November 18, 2013
By Dan Namowitz
It’s been a long, bouncy flight in the clouds. Now, as two pilots in a vintage single near the destination, they delight to break out into sunlight, and gladly relinquish the IFR clearance that has brought them from the New England coast to within range of New York’s Albany International Airport.
Ragged ridges of the Berkshire Hills of western Massachusetts remain to be crossed. But after traversing 100 miles of front, going visual is a great relief.
Note to new instrument pilots: Even in the weather-prone Northeast, flights like this are the exception, not the rule—welcome news, perhaps, to newcomers who have confided disappointment at IFR encounters consisting of a brief climb or descent through clouds on trips flown mainly in visual conditions.

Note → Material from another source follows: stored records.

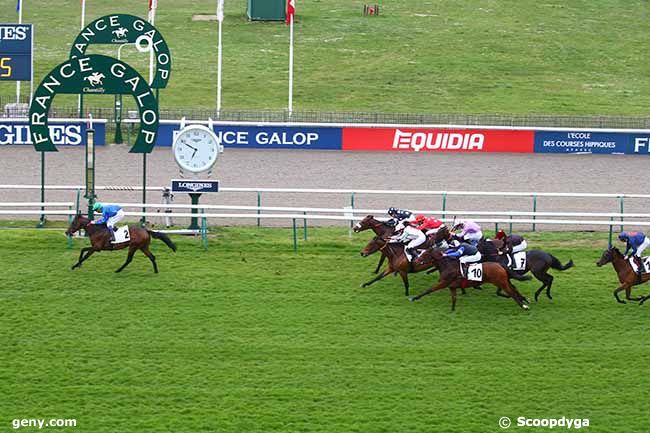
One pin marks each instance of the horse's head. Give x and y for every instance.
(428, 257)
(77, 223)
(442, 234)
(373, 246)
(364, 224)
(609, 255)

No one in that aircraft would have minded a meteorologically mundane mission. The left-seater, depleted from hand-flying in moderate turbulence and rain, was grateful to be spared an unfamiliar instrument approach in shifty winds.
But about those ridges: Straddling V2, they can redirect airflow strongly enough to be charted (on the sectional) as a soaring milieu. Now a weary instrument pilot must pick a way through, high enough to clear, and low enough to maintain VFR—while approaching the ridges from the downwind side, where any rotor-effect turbulence will make its presence felt.
Was IFR-for-VFR a good trade?
Before this phase of the flight, terrain was of no concern—a state of situational awareness underscored by the topographic blankness of IFR charts and approach plates (that show waterways and obstacles but not—except in mountainous areas—major landforms).
Although instrument pilots learn the obstacle clearances afforded by minimum enroute altitudes and protected areas, and memorize approach minimums and missed-approach routings, the underlying terrain features that are responsible for the numbers get no special emphasis.
If the day arrives for a new IFR pilot to take on the challenge of that apocryphal IFR flight imagined during training, be assured that after prolonged flight by instrument references, any chance to return to visual flying will be a strong temptation. But will it be the safe call?
The answer can only be found in two sources of information: the weather ahead, and the terrain below. So bring that VFR chart along, and have it within reach.
Dan Namowitz is an aviation writer and flight instructor. He has been a pilot since 1985 and an instructor since 1990.